Capping off Fan Expo's first two days, both of the original "Star Trek"'s most legendary minority ground breakers dropped some serious wisdom on the Trekkies who came to see them. George Takei, the first Asian-American actor to have a substantially intellectual role on TV was joined by co-star Nichelle Nichols, the first African-American woman to do the same.
Takei went first, revealing that his uber-popular presence on social media began as an intricate plan to slowly promote his upcoming Broadway musical 'Allegiance' -- a chronicling of the internment of Japanese Americans during WWII, which is something Takei and his family experienced firsthand when he was three years old.

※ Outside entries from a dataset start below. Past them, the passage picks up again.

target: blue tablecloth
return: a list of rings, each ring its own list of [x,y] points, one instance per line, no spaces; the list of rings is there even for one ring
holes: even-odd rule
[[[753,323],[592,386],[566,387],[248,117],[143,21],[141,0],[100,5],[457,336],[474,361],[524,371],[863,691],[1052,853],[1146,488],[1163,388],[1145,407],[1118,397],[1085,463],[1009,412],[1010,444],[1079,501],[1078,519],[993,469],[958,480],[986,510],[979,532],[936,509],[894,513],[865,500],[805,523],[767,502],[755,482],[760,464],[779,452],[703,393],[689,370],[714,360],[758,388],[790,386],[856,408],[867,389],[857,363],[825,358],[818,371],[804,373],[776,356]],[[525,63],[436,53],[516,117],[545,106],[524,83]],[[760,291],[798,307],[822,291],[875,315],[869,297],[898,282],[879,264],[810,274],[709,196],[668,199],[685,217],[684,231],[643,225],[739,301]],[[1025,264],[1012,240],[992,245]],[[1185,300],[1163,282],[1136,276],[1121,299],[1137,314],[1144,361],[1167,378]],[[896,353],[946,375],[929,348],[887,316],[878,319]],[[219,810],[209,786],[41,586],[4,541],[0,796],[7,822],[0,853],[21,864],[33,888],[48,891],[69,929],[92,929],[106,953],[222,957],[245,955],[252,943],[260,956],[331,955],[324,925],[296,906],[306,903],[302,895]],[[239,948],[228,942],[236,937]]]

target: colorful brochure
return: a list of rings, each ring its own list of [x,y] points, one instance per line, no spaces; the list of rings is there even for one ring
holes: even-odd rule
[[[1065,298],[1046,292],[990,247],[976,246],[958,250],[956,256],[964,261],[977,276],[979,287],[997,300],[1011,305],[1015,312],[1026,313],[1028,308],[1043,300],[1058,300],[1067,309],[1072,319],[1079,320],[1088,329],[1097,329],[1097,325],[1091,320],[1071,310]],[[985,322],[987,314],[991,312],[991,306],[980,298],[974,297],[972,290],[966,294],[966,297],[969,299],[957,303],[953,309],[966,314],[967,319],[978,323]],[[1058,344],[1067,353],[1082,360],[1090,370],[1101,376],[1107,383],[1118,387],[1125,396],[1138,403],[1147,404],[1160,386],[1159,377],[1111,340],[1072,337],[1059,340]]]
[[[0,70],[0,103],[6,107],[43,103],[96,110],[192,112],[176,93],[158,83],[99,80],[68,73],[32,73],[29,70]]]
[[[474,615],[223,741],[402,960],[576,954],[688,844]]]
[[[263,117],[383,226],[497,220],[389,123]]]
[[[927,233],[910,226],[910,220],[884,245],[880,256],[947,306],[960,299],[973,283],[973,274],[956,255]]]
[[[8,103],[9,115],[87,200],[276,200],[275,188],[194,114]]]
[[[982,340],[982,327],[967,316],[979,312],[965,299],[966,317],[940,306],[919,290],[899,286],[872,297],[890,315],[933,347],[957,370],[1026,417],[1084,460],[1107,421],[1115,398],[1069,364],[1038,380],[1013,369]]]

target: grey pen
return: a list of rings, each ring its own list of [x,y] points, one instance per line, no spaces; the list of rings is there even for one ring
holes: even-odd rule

"We discovered that the internment story was not too well-known by otherwise well-informed people, so we needed to develop a higher level of awareness among our potential audience. I thought the best way to do that would be through social media."
But his fan base were sci-fi fans, so he started by jokingly mocking science and science-fiction, then he moved into jokes around civil rights issues, like marriage equality and then he started to drop in some history about Japanese internment through Easter eggs from the musical.
"Now we not only have people who are aware of Japanese internment, but are excited, enthusiastic and eager audiences for the musical we've developed."
Fan Expo runs from August 22 - 25 at the Metro Toronto Convention Centre.